More families in need making significant progress
Almost 400,000 families have been helped by the Troubled Families programme
The Troubled Families programme which is supporting almost 400,000 families with multiple, high-cost problems is making significant and sustained progress, Communities Secretary Rt Hon James Brokenshire MP confirmed today (28 March 2019).
Building resilient families, the third Troubled Families annual report, details how the programme is spreading whole family working across local services. This means more families in need getting access to the early, practical and coordinated support they need to overcome their complex interconnected problems such as anti-social behaviour, mental health issues or domestic violence.
Communities Secretary Rt Hon James Brokenshire MP said:
"The real strength of the Troubled Families Programme is that it’s not just trying to manage the challenges families in need face. It’s changing lives in the long term.
"Troubled Families keyworkers are successfully engaging with the whole family to address not just the symptoms, but the underlying issues that have held families in need back, often for generations.
"Almost 400,000 families have been helped by the programme’s whole family approach, winning the confidence of councils and their partners alike with its proven ability to give people hope and a brighter future.
"That’s why I believe in the programme and want to see it go from strength to strength."
Rather than responding to each problem, or single family member separately, assigned Troubled Families keyworkers engage with the whole family. Through this approach they coordinate support from a range of services to identify and address family issues as early as possible rather than merely reacting to crises.
The programme of whole family working has achieved significant progress over the past 12 months:
• Local authorities have been funded to work in a whole family way with 380,426 families in most need of help as part of the programme. However, we know that local authorities are working in a whole family way with a far greater number of families.
• 171,890 families have achieved significant and sustained progress against the problems that were identified when they entered the programme. This is up 79,645 on the previous year.
• Of all families worked with since the beginning of the programme, in 20,366 families one or more adults have succeeded in moving into continuous employment. An increase of 6,459 since last year.

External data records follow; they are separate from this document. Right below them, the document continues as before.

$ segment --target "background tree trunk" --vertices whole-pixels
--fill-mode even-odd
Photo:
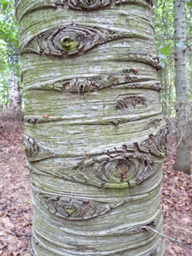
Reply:
[[[7,113],[7,117],[16,118],[18,114],[20,114],[21,110],[21,95],[15,77],[10,72],[9,74],[9,106]]]
[[[17,0],[31,255],[164,255],[152,3]]]
[[[185,40],[185,1],[174,1],[174,39]],[[175,45],[175,90],[177,118],[177,149],[174,170],[191,173],[190,136],[188,129],[188,84],[187,56],[185,45]]]

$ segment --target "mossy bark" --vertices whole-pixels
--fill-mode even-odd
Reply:
[[[164,255],[152,3],[16,1],[31,255]]]

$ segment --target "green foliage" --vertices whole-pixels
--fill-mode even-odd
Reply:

When compared to a similar control group, the programme of targeted intervention was found to have:
• reduced the proportion of children on the programme going into care by a third
• reduced the proportion of adults on the programme going to prison by a quarter and juvenile convictions by 15%
• supported more people on the programme back in work with 10% fewer people claiming Jobseekers Allowance
The Troubled Families Programme is geared toward reducing demand and dependency of families with complex needs on costly, reactive public services and delivering better value for the taxpayer.
Since the current programme began in 2015, local authorities and their partners have worked with almost 400,000 eligible families. This compares with only 5,000 families who had received whole family support in England between January 2006 and March 2010.

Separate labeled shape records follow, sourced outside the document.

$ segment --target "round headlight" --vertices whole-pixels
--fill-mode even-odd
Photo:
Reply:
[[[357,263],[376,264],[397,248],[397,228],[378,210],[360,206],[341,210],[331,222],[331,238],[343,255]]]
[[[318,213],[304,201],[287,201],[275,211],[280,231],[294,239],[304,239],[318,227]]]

Local Government Minister Rishi Sunak MP said:
"The success of the Troubled Families Programme is down to the tremendous efforts and tireless work of all those involved including the families themselves.
"I have seen first-hand how the programme has made a real difference for families up and down the country, with fewer children going into care, fewer adults going to prison and more adults back in work.

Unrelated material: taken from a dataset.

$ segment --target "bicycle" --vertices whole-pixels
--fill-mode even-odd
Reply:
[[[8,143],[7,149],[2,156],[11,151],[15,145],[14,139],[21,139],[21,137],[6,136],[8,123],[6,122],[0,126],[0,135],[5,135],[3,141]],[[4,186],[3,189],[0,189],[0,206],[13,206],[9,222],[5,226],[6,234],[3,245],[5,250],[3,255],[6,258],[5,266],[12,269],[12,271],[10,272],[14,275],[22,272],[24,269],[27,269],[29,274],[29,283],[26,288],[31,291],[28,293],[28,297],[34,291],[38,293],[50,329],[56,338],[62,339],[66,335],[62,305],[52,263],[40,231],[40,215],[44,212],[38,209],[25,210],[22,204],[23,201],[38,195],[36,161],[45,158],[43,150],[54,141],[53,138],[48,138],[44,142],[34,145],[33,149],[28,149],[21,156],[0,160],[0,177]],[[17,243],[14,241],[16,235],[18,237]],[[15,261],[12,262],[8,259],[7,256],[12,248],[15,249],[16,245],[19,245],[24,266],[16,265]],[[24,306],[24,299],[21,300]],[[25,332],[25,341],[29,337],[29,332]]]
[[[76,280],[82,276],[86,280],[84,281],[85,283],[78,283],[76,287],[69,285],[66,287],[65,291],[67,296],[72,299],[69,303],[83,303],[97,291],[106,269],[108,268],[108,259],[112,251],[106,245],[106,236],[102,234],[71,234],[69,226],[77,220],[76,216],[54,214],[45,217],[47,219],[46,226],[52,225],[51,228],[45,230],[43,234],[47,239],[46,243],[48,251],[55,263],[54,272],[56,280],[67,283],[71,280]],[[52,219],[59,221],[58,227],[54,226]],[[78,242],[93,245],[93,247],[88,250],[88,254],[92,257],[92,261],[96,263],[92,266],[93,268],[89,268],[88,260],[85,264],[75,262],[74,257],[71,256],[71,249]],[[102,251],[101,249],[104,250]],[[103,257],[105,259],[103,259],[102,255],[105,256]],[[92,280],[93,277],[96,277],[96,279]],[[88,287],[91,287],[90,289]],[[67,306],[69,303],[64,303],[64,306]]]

"When we strengthen our families, we strengthen society; because when families thrive, we all thrive.
"This government will continue to champion families at every turn, helping them play their part in a society where no one is left behind."
The Troubled Families Programme with its emphasis on early intervention and its track record of tackling complex challenges also has a valuable role to play in addressing serious youth crime.
In February 2019 a new £9.5 million fund was launched to help focus attention on preventing young people getting drawn into serious youth crime.
A further £300,000 has also been made available to train frontline staff on how to tackle childhood trauma. The money has been allocated to community-backed projects in 21 areas across England.